The cnc machining deformation of aluminum alloy precision parts is mainly caused by factors such as cutting force of the blank, deformation caused by cutting heat, deformation caused by internal stress, and deformation caused by clamping force. We cannot allow deformed products to complete final assembly. Therefore, in order to reduce processing deformation, aluminum alloy precision parts processing manufacturers can take various measures to improve the process and achieve the goal of reducing deformation. The first technique is to reduce the internal stress of the blank.
Firstly, reduce the internal stress of the blank.
Reduce the internal stress of the blank. By using natural or artificial aging and vibration treatment, the internal stress of the blank can be partially eliminated; Or improve the cutting ability of the tool. Reasonably select the geometric parameters of cutting tools and improve their structure. The second technique is to improve the clamping method of the workpiece.
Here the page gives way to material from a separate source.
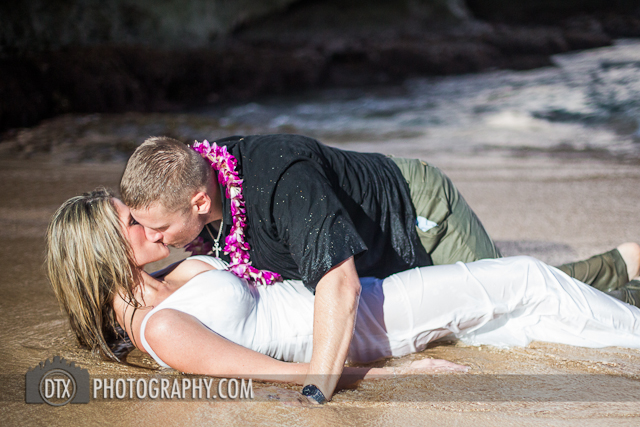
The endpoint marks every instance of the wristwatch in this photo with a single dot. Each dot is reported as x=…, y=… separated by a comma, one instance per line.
x=314, y=392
Secondly, improve the clamping method of the workpiece.
For aluminum alloy thin-walled liner parts, if a three jaw self centering chuck or spring chuck is used for radial clamping, once the workpiece becomes loose after processing, it will inevitably deform. At this point, a method of axial end face compression with good rigidity should be used. According to the positioning of the inner hole of the part, make a self-made threaded spindle and insert it into the inner hole of the part. Press the end face with a cover plate and support it with a nut. When processing the outer circle, it can avoid clamping deformation and achieve satisfactory machining accuracy.
When processing aluminum alloy thin-walled and thin plate workpieces, it is best to choose vacuum suction cups to obtain uniformly distributed clamping force, and then use small cutting amounts for processing, which can effectively prevent workpiece deformation.
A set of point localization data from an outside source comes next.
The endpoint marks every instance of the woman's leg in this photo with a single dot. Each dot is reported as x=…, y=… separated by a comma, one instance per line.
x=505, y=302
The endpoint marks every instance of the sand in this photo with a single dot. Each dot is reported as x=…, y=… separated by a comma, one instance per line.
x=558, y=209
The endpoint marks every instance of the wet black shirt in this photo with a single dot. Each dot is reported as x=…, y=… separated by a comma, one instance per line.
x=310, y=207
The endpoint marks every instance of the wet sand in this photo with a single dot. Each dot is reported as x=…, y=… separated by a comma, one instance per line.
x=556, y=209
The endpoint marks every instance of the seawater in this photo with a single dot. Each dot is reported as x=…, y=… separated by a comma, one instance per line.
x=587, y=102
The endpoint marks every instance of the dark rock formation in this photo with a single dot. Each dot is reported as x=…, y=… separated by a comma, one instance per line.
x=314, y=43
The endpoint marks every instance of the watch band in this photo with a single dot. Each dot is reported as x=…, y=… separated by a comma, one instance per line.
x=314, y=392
Third: Reasonably arrange the process
In high-speed cutting, due to large machining allowance and intermittent cutting, vibration is often generated during milling, which affects machining accuracy and surface roughness. Therefore, CNC high-speed cutting can generally be divided into rough machining, semi precision machining, cleaning machining, and precision machining. For parts with high precision requirements, sometimes secondary semi precision machining is required, followed by precision machining. After rough machining, the parts can be naturally cooled, eliminating the internal stress generated by rough machining and reducing deformation.
In addition to the above reasons, aluminum alloy parts may also undergo deformation during the machining process. In practical operation, the operating method is also very important. For parts with large machining allowance, in order to provide better heat dissipation conditions during machining and avoid heat concentration, symmetrical machining should be used during machining.